Western Mail (Wales) reporter Aled Blake has an article out on the July 13 Sotheby's auction of an exceedingly rare copy of the Shakespeare First Folio. According to early estimates, the copy could fetch as much as £3.5 million (around $6.5 million).
Printed in 1623 in a run of approximately 750 copies, the Folio contains eighteen plays which had never been printed before - meaning without it, there's a decent chance that some of Shakespeare's most famous productions would not have survived (including Julius Caesar, Macbeth, The Tempest, and As You Like It). Only around a third of those copies exist in any form today.
The copy that will be sold Thursday is a very rare complete edition, in nearly pristine condition. The Sotheby's catalogue notes "No other such textually complete copy of the First Folio in a mid-seventeenth-century binding is known to survive in other than institutional hands. ... This copy is further remarkable in that it shows considerable signs of careful reading in the seventeenth century by a contemporary or near contemporary reader, has been seemingly owned since that time by only two persons, Dr William Bates (1625-1699) and Dr Daniel Williams (c. 1643-1716), both Nonconformist divines, and has since 1729 been in the library founded by the second of these - a library which is today of primary importance for the history and study of Nonconformist history and theology. It has therefore the longest uninterrupted ownership of any copy in the world."
The Williams copy is being sold, according to Blake, by the trustees of Dr. Williams' library, "one of the oldest open to the public still conducted on its original benefaction." Library director David Wyckes says of the sale "We believe the sale will enable us to enhance the service we offer our readers and to better develop and conserve our unique collections."

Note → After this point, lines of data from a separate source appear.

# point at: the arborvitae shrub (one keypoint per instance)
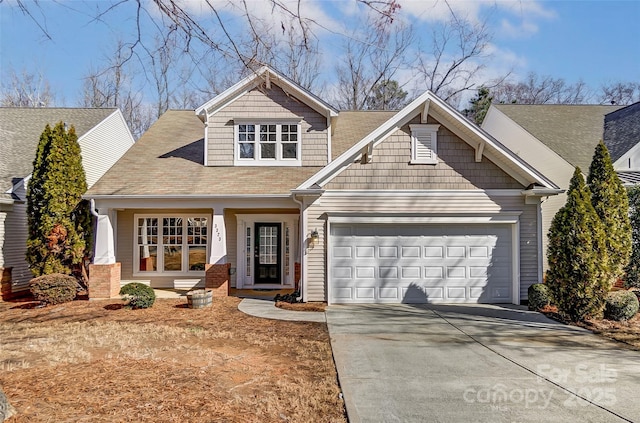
(539, 296)
(610, 201)
(138, 295)
(55, 288)
(621, 305)
(578, 274)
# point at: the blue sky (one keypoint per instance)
(596, 41)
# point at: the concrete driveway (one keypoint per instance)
(477, 363)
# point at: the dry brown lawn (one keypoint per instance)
(627, 332)
(94, 361)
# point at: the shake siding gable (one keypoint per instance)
(456, 167)
(262, 103)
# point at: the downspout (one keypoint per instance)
(302, 247)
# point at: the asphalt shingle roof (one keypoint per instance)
(622, 130)
(168, 160)
(572, 131)
(352, 126)
(20, 130)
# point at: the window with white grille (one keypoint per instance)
(424, 144)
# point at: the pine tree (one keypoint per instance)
(479, 105)
(59, 222)
(577, 255)
(610, 201)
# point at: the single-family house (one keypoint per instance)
(103, 136)
(557, 138)
(267, 186)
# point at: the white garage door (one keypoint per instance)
(385, 263)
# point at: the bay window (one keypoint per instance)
(267, 143)
(171, 244)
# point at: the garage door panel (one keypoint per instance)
(420, 263)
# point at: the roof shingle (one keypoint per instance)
(20, 130)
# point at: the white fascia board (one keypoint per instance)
(503, 217)
(424, 193)
(405, 114)
(622, 163)
(253, 80)
(491, 142)
(354, 151)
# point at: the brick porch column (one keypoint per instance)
(296, 276)
(217, 278)
(5, 283)
(104, 281)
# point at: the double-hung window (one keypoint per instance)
(171, 244)
(267, 143)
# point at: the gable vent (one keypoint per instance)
(424, 144)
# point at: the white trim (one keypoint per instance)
(403, 116)
(256, 160)
(504, 217)
(421, 130)
(160, 252)
(249, 220)
(539, 236)
(425, 193)
(515, 262)
(240, 88)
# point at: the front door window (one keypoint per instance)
(267, 253)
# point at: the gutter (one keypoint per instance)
(182, 197)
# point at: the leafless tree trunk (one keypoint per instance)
(619, 93)
(537, 89)
(26, 90)
(456, 56)
(371, 56)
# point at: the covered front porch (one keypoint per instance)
(229, 245)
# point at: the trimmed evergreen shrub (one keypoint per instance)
(59, 221)
(621, 305)
(55, 288)
(610, 201)
(632, 271)
(138, 295)
(539, 296)
(578, 274)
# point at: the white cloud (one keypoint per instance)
(524, 29)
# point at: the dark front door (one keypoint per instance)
(267, 254)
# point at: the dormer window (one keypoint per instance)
(260, 143)
(424, 144)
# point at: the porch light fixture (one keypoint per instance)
(314, 236)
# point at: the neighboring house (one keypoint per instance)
(103, 136)
(268, 187)
(557, 138)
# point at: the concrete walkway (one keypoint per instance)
(268, 310)
(400, 363)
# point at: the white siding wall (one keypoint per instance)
(104, 145)
(473, 203)
(14, 246)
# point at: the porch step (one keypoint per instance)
(144, 282)
(188, 283)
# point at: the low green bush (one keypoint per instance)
(55, 288)
(138, 295)
(621, 305)
(539, 296)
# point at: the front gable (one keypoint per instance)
(266, 120)
(391, 166)
(466, 156)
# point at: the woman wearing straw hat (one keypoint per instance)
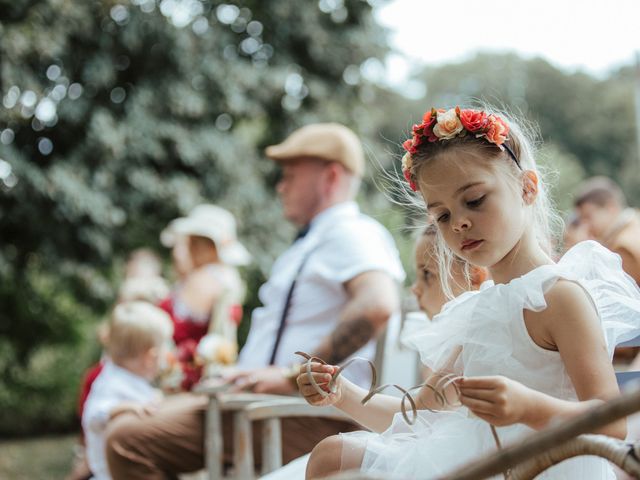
(206, 305)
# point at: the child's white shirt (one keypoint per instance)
(114, 386)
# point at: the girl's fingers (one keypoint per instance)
(477, 406)
(318, 377)
(316, 399)
(486, 417)
(307, 390)
(317, 367)
(478, 382)
(478, 393)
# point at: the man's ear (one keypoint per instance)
(529, 186)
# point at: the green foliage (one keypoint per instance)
(122, 115)
(586, 124)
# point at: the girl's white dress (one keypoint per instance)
(489, 326)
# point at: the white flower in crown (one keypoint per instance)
(407, 162)
(448, 125)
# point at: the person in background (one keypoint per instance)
(136, 341)
(142, 281)
(602, 208)
(533, 346)
(215, 253)
(427, 287)
(330, 294)
(575, 231)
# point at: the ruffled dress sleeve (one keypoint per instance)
(486, 327)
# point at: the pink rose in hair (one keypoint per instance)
(472, 120)
(448, 125)
(428, 120)
(497, 130)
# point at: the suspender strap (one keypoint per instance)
(285, 310)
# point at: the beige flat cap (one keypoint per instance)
(328, 141)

Sotheby's has created a flashy display for the book, which is linked here. It contains a fair number of images, as well as an introduction [pdf] by Professor Stanley Wells, editor of the Oxford Shakespeare and Emeritus Professor of Shakespeare Studies at Birmingham University. You can also browse the full catalogue (the First Folio is Lot 95).
What a beautiful book, and enhanced so by the early annotations and terrific provenance. A rare find indeed. I wish I could find myself in London this week just to catch a glimpse of it!